Les parcours sont en fait assez différents. Souvent, plus les personnes viennent de loin, plus le voyage est organisé. Il y a des gens en Libye qui viennent du Bangladesh. Donc ça fait de la route, d'Afrique de l'est, de la Corne notamment, d'Érythrée, de Somalie, ou un peu plus au nord du Soudan. En Afrique de l'Ouest, il y a pas mal de personnes qui viennent du Mali, du Nigeria. Tous passent par des réseaux de passeurs.
En juin-juillet 2020, il y avait pas mal de Bangladais dans les centres de détention, certains avaient essayé de s'échapper. On a eu un incident terrible avec des trafiquants. C'était dans la ville de Mizdah, où des personnes qui tenaient des hangars - enfin c’est l’information que l'on avait eue-, n’avaient pas nourri les personnes pendant un bout de temps. Il y a eu une sorte de révolte, de sursaut de ces personnes-là qui s'étaient soulevées. Elles ont tué la personne qui tenait le hangar. Il y a eu une répression absolument barbare, terrible de la famille de ce trafiquant. Une trentaine de migrants ont été tués à l'arme blanche, entre autres, vraiment de manière très brutale. Quelques blessés avaient réussi à arriver à Tripoli.
Les pires horreurs, sévices et souffrances arrivent dans les centres de détention illégale ou dans ces hangars qui font vraiment de la traite humaine, parfois à une échelle industrielle. La ville de Bani Walid est assez connue pour être une sorte de hub où il y a beaucoup de hangars de ce type-là, et fait un peu l'interface entre le sud désertique du pays et la côte. On appuie un centre d'accueil sur place qui recueille les personnes ayant réussi à sortir de ces hangars, soit parce qu'elles ont payé leur rançon ou s'en sont échappées, soit parce qu'elles sont dans un état si proche de la mort qu'on les a laissé partir. Parfois, ce sont des corps qui sont déposés devant le centre, de personnes qui sont déjà mortes. Effectivement, Bani Walid est un endroit où on voit les cas les plus graves de brûlures intentionnelles, de fractures, de traumatismes, de blessures par balles. Il y a cette prédation, toute cette violence et cette exploitation intolérables qui sont là, qui sont une réalité, et pourtant on voit ces groupes de migrants qui s'exposent, se mettent au bord de la route parce qu'ils cherchent du travail, et qui sont regroupés souvent mais sont très visibles dans la ville, puisque c'est de la main-d'œuvre à utiliser, à exploiter. Ils se mettent aux carrefours des rues et à la moindre personne qui s'arrête, ils s'agglutinent autour des voitures pour trouver une opportunité économique.

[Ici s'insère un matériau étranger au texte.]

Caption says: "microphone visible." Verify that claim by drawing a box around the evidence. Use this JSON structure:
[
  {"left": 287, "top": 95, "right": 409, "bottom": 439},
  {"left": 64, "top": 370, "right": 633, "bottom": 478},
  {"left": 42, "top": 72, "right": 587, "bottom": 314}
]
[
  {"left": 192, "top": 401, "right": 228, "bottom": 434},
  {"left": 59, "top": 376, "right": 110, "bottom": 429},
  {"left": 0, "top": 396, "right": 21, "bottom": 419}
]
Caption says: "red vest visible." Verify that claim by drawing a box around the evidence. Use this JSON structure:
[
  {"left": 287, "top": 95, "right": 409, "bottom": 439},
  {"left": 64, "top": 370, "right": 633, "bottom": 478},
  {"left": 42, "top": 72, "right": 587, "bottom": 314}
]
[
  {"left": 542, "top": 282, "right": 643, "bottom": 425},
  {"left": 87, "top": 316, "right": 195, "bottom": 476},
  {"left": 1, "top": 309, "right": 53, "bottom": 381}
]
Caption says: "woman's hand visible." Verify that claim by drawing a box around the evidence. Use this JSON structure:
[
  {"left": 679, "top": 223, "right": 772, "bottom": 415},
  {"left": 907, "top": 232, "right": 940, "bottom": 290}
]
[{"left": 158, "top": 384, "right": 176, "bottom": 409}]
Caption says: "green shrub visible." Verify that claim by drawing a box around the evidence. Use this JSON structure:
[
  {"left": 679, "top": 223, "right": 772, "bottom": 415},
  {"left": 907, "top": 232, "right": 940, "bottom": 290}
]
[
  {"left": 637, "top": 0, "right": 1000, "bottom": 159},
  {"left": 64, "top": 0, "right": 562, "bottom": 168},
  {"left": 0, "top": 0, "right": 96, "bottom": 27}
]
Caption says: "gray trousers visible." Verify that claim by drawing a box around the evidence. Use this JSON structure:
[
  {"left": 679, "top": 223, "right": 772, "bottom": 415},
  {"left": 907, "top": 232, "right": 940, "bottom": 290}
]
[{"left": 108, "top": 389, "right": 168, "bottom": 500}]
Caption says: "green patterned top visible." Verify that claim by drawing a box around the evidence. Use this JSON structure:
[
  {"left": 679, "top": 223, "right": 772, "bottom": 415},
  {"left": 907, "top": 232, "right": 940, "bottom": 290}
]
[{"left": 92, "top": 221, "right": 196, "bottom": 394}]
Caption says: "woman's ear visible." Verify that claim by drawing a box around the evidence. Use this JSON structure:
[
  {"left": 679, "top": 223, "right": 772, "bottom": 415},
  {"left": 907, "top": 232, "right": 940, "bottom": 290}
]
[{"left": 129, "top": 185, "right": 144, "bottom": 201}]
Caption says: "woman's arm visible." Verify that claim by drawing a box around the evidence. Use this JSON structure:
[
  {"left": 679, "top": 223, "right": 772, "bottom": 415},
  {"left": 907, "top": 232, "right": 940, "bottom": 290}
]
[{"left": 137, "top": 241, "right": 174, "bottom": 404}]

Elle est là l'hypocrisie : au final, le nombre de migrants qui partent des côtes libyennes et empruntent la Méditerranée pour arriver en Europe et en Italie notamment, a beaucoup diminué puisqu’on était en 2015-2014 autour de 180 000 arrivées par an. Aujourd'hui, elles sont 9 000.
On se retrouve dans une situation où chacun se renvoie la responsabilité : d'un côté, l'Union Européenne en disant qu'elle a mis en place les fonds fiduciaires, de l'autre côté les agences onusiennes qui ne nous proposent pas ou ne mettent pas en place des projets alors qu'on a mis à disposition des financements; elles affirment qu'elles n'ont pas l'espace de travail, qu'elles n'arrivent pas à le négocier.
Tout le monde se défausse. Mais il y a une politique de l'Union Européenne derrière. Si les gouvernements européens sont contents de ces chiffres-là, de cette réduction, c’est à quel prix ? Combien de personnes sont décédées ? Comment les Etats n'assument pas leur responsabilité internationale? C'est quand même triste d'appuyer indirectement ces centres-là, qui sont totalement en dehors de tout droit humain… ça pose problème. Je pense que cela devrait tous nous interpeller, en tant que citoyen français, européen, ou autres. Ce sont aussi des fonds publics qui sont envoyés là-bas.